Terry is leader of the climate forecasting team at CSIRO. Along with Adam Scaife (UK Met Office), he is a current co-chair of the WCRP Grand Challenge in Near Term Climate Prediction. His current interests and research are in coupled data assimilation and ensemble prediction, climate dynamics and causality, and application of statistical dynamics to geophysical fluids.
A familiar challenge in climate science is the need to extract information from very high-dimensional datasets. To do so, the first step is usually the application of a method to reduce the dimension of the data down to a much smaller number of features – that is, combinations of the original variables – that are more amenable to study. The importance of identifying a small set of features that best capture the salient information in the data was recognized early on by Lorenz, among others, whose work on the use of so-called empirical orthogonal functions (EOFs) in statistical weather prediction provided the impetus for widespread adoption of the technique among meteorologists and climate scientists. Nowadays, EOF analysis is one of the most frequently used exploratory tools in the climate scientist’s toolbox.

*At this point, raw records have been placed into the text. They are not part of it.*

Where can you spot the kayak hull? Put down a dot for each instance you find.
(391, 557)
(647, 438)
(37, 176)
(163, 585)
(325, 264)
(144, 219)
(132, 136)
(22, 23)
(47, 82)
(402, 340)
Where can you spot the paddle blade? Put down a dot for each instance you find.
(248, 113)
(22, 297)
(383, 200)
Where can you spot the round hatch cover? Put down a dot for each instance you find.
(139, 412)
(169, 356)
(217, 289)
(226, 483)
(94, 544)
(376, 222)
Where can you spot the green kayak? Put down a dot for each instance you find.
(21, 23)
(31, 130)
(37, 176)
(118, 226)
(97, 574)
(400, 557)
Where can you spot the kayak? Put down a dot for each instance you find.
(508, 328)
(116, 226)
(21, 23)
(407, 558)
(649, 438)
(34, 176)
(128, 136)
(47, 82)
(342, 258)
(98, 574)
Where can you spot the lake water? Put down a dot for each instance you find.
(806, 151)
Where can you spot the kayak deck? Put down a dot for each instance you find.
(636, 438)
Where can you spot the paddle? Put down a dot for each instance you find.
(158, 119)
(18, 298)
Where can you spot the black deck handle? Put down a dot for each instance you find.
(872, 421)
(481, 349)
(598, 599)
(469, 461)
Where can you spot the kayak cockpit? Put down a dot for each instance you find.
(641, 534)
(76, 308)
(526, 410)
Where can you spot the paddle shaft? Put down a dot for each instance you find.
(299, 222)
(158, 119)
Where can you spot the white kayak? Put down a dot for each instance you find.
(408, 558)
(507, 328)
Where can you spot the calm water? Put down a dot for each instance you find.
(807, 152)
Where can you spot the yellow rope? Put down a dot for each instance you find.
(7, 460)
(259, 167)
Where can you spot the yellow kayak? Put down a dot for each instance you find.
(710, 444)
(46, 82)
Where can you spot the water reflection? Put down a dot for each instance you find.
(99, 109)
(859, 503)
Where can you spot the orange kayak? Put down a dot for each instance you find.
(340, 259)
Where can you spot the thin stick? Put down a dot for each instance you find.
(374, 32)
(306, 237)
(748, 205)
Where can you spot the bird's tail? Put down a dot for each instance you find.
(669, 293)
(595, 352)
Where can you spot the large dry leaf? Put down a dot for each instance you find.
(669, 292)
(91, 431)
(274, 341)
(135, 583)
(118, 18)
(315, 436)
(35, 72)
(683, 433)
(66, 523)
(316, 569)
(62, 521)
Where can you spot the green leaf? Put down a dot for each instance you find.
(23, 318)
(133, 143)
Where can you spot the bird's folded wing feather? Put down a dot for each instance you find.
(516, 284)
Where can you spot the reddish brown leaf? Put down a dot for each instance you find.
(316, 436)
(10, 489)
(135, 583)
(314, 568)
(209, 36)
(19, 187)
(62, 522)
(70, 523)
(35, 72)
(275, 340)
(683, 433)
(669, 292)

In the intervening years since Lorenz considered the problem, an extensive literature has developed on a wide range of dimension reduction methods where typically some additional pre-filtering of the data is applied before targeting features relevant to the chosen spatio-temporal scales. Examples from this diverse set of methods include vector quantization, based on clustering methods such as k-means, which encodes a given datapoint by assigning it the label of the closest member in a set of a small number of prototypical observations. EOFs represent the data in terms of linear combinations of orthogonal basis vectors, while archetypal analysis (AA) uses basis vectors chosen to lie on the convex hull – the observed “extremes” – of the data. Although conceptually all of these methods are quite different, they may all be formulated in terms of finding a factorization of the observed design matrix into lower rank factors that optimizes a particular objective function, subject to different constraints on the optimal factors.
An important consideration in choosing among different such matrix factorizations is how meaningful the resulting representation will be in context; for instance, can the results be directly mapped to distinct physical modes of variability? In “Applications of matrix factorization methods to climate data”, we highlight this through a set of case studies in which the relevant features manifest in dramatically different ways, meaning that certain methods tend to be more useful than others. In sea surface temperature (SST) data, key modes such as El Nino correspond to large temperature anomalies. As a result, describing an SST map in terms of a basis of extreme points, as provided by AA or by related convex codings, is effective in extracting recognizable physical modes. This is not the case when the features of interest do not lie on the boundaries of the observed data, as in the example of quasi-stationary weather patterns. Since these structures are characterized by their recurrent and persistent dynamics, vector quantization methods are more easily interpreted. The accompanying figure shows a four-dimensional basis that results from using k-means, AA (second column), and two different convex codings (third and fourth columns) on Northern Hemisphere geopotential height anomalies. Where a prototypical blocking pattern is clearly evident (cluster 3) in the k-means basis, only by imposing some level of regularization (as in the fourth column) do the methods based on convex encodings yield a similarly direct identification of blocking events.
With the development of many alternative dimension reduction techniques, the climate scientist’s toolbox is increasingly well equipped for extracting and summarizing complex structural information from large, high-dimensional datasets. We emphasize that it is essential when selecting a method to take into account the nature of the representation that results, and how well this aligns with the features of interest. Or, in other words, to choose the right tool for the job.